Rep. Cynthia McKinney (D-Ga.) pointed out that many weeks ago she called for congressional hearings into what warnings the Bush administration received before the Sept. 11 attacks. “I was derided by the White House, right-wing talk radio and spokespersons for the military-industrial complex as a conspiracy theorist,” said McKinney, a member of the Congressional Black Caucus. “Even my patriotism was questioned because I dared to suggest that Congress should conduct a full and complete investigation into the most disastrous intelligence failure in American history.”

The revelations that the administration and Bush “were given months of notice that a terrorist attack was a distinct possibility point out the need for a complete congressional investigation,” Mc Kinney said. “It now becomes clear why the Bush administration has been vigorously opposing congressional hearings. The Bush administration has been engaged in a conspiracy of silence.”

Rep. John Conyers (D-Mich.) and four other members of the House Juiciary Committee wrote to Judiciary Committee Chair James Sensenbrenner, Jr. (R-Wisc.), urging full committee hearings, open to the public.

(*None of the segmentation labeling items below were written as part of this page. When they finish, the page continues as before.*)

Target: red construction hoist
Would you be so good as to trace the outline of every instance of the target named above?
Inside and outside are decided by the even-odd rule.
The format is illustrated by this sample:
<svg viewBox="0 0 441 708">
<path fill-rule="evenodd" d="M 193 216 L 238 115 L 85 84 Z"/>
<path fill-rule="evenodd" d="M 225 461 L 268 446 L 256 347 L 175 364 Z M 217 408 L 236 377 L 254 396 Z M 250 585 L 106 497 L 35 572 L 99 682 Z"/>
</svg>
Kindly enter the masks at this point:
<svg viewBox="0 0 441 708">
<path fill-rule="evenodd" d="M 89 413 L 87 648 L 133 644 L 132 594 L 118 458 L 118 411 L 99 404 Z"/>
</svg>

“The questions about what was known prior to Sept. 11 continue to grow and multiply each day,” their letter said. “We cannot leave an investigation of this matter to a behind-closed-doors review by the intelligence community and intelligence committees. Our concerns are not ones of public relations or politics but of substance and a commitment to ensuring that similar errors are prevented in the future.”

Among the questions, Conyers and the others wrote, is “why the administration waited eight months to disclose to the American people the information it had prior to Sept. 11 on possible terrorist attacks.”